Misuari repeatedly said then that the law rendered the ARMM even less autonomous.
One of the provisions the MNLF objected to was the identification under RA 9054 of minerals, fuels, oils, all sources of potential energy, and other natural resources, including lakes, rivers, lagoons, forests and watersheds as among those exempted from the ARMM’s control, exploration, utilization, development and protection as ancestral domain.
Under the 1996 peace agreement, the control and supervision over these natural resources "except strategic minerals which will be defined later" were to be vested in the ARMM.
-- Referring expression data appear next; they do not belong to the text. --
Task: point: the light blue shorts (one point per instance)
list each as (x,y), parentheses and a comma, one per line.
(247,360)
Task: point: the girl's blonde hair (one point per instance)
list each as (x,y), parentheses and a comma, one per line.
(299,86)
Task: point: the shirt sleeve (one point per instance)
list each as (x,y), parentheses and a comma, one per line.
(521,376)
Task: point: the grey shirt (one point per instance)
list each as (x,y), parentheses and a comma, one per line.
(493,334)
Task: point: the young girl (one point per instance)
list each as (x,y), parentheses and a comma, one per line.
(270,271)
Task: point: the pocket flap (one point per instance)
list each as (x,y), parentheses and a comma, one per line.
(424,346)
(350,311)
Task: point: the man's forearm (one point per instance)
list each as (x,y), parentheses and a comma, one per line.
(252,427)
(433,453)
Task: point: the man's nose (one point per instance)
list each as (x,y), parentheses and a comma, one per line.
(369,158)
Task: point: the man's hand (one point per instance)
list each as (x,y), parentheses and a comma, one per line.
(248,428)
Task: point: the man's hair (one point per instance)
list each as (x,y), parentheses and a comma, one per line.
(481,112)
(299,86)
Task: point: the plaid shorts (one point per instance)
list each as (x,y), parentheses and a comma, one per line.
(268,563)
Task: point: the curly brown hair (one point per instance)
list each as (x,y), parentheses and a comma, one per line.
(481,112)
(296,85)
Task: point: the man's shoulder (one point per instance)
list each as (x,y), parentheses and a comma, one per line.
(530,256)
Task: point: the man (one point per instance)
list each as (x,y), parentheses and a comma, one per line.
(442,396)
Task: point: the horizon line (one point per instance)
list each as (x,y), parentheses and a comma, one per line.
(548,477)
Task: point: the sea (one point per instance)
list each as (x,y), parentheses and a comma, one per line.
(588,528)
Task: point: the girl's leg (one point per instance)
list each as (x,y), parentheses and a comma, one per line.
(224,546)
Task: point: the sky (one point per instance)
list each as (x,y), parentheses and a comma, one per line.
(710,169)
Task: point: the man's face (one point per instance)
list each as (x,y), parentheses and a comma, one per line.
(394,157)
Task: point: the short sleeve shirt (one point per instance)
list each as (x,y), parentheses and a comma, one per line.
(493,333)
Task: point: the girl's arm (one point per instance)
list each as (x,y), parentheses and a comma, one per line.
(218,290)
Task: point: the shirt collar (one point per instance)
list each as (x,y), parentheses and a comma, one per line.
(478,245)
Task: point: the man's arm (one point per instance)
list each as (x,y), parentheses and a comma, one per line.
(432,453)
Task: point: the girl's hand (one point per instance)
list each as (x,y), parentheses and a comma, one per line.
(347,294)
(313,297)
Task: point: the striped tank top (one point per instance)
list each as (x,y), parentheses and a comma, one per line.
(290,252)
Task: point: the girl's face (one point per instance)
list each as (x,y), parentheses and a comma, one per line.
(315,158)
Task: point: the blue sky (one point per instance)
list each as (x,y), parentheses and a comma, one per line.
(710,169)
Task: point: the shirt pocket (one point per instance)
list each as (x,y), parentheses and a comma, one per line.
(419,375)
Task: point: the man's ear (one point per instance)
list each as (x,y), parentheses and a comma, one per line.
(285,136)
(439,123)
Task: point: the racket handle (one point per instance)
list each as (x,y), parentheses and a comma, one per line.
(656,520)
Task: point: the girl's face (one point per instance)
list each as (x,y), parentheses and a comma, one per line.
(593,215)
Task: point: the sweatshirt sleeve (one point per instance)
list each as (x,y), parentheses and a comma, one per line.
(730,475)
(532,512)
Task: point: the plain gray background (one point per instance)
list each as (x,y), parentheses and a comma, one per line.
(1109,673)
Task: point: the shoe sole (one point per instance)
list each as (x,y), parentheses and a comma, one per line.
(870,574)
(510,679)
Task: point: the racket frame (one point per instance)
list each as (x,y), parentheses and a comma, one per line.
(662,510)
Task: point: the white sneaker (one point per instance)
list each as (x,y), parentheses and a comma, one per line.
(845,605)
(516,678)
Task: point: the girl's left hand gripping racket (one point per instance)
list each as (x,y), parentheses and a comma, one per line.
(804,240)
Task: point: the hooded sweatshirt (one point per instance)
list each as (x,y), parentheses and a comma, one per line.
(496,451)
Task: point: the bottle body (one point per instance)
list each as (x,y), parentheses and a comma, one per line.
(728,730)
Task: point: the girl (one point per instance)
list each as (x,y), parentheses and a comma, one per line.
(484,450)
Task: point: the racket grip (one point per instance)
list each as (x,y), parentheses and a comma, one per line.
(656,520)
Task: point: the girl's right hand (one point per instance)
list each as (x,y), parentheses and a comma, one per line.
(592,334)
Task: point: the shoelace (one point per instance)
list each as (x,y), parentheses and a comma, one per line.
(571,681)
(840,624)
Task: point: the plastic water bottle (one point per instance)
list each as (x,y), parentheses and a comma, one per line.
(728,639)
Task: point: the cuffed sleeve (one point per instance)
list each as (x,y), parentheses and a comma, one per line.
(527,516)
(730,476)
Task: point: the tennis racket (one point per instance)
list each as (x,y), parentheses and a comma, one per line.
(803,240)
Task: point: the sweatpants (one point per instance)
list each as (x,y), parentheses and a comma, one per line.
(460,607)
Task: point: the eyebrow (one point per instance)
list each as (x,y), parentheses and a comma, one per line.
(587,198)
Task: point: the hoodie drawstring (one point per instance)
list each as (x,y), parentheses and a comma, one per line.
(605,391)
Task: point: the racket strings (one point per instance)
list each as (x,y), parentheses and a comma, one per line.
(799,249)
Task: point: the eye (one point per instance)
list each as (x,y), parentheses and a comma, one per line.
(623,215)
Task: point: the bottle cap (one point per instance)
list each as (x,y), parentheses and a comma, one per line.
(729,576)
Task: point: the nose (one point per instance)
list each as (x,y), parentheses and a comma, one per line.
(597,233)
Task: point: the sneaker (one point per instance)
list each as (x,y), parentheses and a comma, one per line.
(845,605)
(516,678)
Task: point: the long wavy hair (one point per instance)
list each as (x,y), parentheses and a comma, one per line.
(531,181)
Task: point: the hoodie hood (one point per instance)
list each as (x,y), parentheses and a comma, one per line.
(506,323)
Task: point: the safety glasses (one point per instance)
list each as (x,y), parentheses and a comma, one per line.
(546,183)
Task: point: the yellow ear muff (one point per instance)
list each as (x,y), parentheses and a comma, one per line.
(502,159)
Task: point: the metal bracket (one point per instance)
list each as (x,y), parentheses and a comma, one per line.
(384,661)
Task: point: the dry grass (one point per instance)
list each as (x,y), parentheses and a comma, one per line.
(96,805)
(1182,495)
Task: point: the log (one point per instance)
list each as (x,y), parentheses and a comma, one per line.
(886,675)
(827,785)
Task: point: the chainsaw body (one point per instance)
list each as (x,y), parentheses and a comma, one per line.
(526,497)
The MNLF argued that the identification of these "strategic minerals" was done "unilaterally, arbitrarily and unconscionably" by the government, thus violating the peace agreement’s provision that the identification be done both by the MNLF and the government "with the positive contribution of technical experts from the Organization of Islamic Conference."
The MNLF then said that this "gross violation of the agreement… strikes at the heart of the jurisdiction of the ARMM over mines and minerals within its territory."
It said the new law would “rob the native inhabitants of the region of their birthright over their God-given natural resources.”
For both the Lumad and Moro in Mindanao, the struggle for land continues.